One of the first attempts to unite the effects of the stimulants with what we know about the brain was made by C. Kornetsky, who in 1970 proposed the Catecholamine Hypothesis of Hyperactivity. Catecholamines are a class of compounds that includes the neurotransmitters norepinephrine and dopamine. Since the stimulants affect the norepinephrine and dopamine neurotransmitter systems by increasing the amount of these neurotransmitters, Kornetsky concluded that ADD possibly was caused by an underproduction or underutilization of these neurotransmitters. Although this hypothesis is still tenable, biochemical studies and clinical tests of neurotransmitter metabolites in urine over the past two decades have not been able to document the specific role of the catecholamines in ADD.

No single neurotransmitter system may be the sole regulator of ADD. Neurons can convert dopamine into norepinephrine. Many of the drugs that act on the catecholamines act on serotonin. Some of the drugs that act on serotonin can act on norepinephrine and dopamine.
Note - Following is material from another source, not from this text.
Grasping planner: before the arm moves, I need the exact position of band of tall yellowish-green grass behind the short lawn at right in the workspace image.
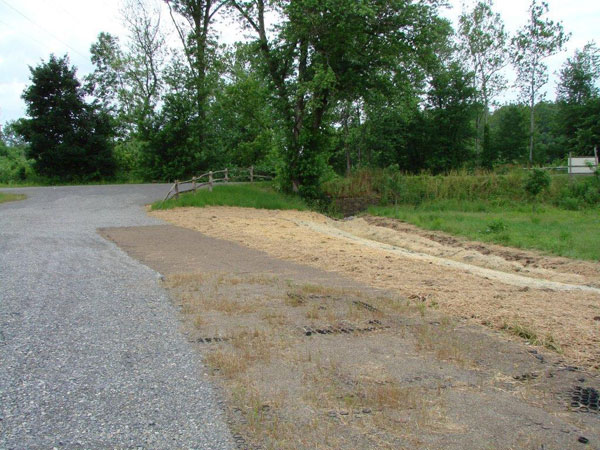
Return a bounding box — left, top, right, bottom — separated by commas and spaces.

And we can't rule out the role of other neurotransmitters like GABA (gamma amino butyric acid), which have showed up in some biochemical studies. The most likely possibility is that the effect of dopamine and norepinephrine and serotonin is key and drugs that alter these neurotransmitters will have the most telling effect on the symptomatology of ADD.

So can we say that ADD is a chemical imbalance? Like most questions in psychiatry, the answer is yes and then again no. No, we have not found a good way to measure the specific imbalances in the neurotransmitter systems that may be responsible for the ADD. But yes, there is enough evidence that neurochemical systems are altered in people with ADD to state that the problem derives from the chemistry of the brain. Most likely, it is a dysregulation along the catecholamine-serotonin axis, a dance where one misstep by one partner creates a misstep by the other, which creates another misstep by the first. Before they know it, these dance partners are out of step not just with each other but with the music--and who is to say how it happened?